In general Nambooripad's order in a regular semigroup is not compatible with multiplication. It is compatible with multiplication only if the semigroup is pseudo-inverse (locally inverse).

== Precursors ==
Nambooripad's partial order is a generalisation of an earlier known partial order on the set of idempotents in any semigroup. The partial order on the set E of idempotents in a semigroup S is defined as follows: For any e and f in E, e ≤ f if and
only if e = ef = fe.

Vagner in 1952 had extended this to inverse semigroups as follows: For any a and b in an inverse semigroup S, a ≤ b if and only if a = eb for some idempotent e in S. In the symmetric inverse semigroup, this order actually coincides with the inclusion of partial transformations considered as sets. This partial order is compatible with multiplication on both sides, that is, if a ≤ b then ac ≤ bc and ca ≤ cb for all c in S.

Nambooripad extended these definitions to regular semigroups.

==Definitions (regular semigroup) ==
The partial order in a regular semigroup discovered by Nambooripad can be defined in several equivalent ways. Three of these definitions are given below. The equivalence of these definitions and other definitions have been established by Mitsch.

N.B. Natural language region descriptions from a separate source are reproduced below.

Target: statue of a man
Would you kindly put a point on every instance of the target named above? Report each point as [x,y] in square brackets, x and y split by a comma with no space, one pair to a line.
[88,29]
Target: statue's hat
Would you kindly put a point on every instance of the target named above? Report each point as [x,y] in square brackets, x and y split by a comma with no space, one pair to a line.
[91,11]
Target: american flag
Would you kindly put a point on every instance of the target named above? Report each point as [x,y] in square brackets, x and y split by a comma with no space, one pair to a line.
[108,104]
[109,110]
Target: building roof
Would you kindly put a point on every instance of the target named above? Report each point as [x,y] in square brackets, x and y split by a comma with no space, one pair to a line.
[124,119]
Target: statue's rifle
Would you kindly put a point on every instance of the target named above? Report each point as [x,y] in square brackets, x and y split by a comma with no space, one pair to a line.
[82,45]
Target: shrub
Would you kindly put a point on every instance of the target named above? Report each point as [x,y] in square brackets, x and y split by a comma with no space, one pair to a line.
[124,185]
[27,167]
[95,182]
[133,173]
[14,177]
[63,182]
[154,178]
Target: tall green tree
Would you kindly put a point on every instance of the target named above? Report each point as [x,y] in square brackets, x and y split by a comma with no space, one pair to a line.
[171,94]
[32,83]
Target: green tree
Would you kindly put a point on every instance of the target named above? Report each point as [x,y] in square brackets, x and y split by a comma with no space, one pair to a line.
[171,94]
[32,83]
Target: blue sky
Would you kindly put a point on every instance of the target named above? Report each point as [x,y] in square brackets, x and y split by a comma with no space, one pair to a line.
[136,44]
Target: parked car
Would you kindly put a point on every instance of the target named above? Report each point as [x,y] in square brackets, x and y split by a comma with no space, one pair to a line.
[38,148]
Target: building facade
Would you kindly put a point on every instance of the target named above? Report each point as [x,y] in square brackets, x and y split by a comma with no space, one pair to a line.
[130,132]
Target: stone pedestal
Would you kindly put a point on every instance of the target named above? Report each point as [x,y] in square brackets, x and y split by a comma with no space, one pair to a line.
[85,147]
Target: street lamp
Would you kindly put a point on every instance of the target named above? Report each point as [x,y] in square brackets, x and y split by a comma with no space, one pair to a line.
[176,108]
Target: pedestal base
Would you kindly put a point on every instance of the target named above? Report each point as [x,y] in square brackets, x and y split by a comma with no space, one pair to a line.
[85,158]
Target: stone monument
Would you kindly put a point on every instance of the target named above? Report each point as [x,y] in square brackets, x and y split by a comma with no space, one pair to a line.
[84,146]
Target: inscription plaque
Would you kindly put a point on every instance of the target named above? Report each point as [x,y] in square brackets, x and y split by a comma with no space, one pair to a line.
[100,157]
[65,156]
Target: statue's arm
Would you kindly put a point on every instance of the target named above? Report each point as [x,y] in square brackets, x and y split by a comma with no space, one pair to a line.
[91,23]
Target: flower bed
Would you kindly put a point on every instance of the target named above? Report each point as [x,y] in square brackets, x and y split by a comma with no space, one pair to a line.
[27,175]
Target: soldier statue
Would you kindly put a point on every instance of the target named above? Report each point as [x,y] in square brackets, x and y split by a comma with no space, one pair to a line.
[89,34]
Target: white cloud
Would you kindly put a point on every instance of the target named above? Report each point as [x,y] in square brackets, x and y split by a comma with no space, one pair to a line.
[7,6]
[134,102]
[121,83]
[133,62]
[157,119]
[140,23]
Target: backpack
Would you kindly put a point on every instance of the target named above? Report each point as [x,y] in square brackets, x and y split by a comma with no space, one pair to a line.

===Definition (Nambooripad)===

Let S be any regular semigroup and S^{1} be the semigroup obtained by adjoining the identity 1 to S. For any x in S let R_{x} be the Green R-class of S containing x.
The relation R_{x} ≤ R_{y} defined by xS^{1} ⊆ yS^{1} is a partial order in the collection of Green R-classes in S. For a and b in S the relation ≤ defined by

- a ≤ b if and only if R_{a} ≤ R_{b} and a = fb for some idempotent f in R_{a}

is a partial order in S. This is a natural partial order in S.

===Definition (Hartwig)===

For any element a in a regular semigroup S, let V(a) be the set of inverses of a, that is, the set of all x in S such that axa = a and xax = x.
For a and b in S the relation ≤ defined by

- a ≤ b if and only if a'a = a'b and aa' = ba' for some a' in V(a)

is a partial order in S. This is a natural partial order in S.

===Definition (Mitsch)===

For a and b in a regular semigroup S the relation ≤ defined by

- a ≤ b if and only if a = xa = xb = by for some element x and y in S

is a partial order in S. This is a natural partial order in S.

==Extension to arbitrary semigroups (P.R. Jones)==
For a and b in an arbitrary semigroup S, a ≤_{J} b iff there exist e, f idempotents in S^{1} such that a = be = fb.

This is a reflexive relation on any semigroup, and if S is regular it coincides with the Nambooripad order.

==Natural partial order of Mitsch ==
Mitsch further generalized the definition of Nambooripad order to arbitrary semigroups.

The most insightful formulation of Mitsch's order is the following. Let a and b be two elements of an arbitrary semigroup S. Then a ≤_{M} b iff there exist t and s in S^{1} such that tb = ta = a = as = bs.

In general, for an arbitrary semigroup ≤_{J} is a subset of ≤_{M}. For epigroups however, they coincide. Furthermore, if b is a regular element of S (which need not be all regular), then for any a in S a ≤_{J} b iff a ≤_{M} b.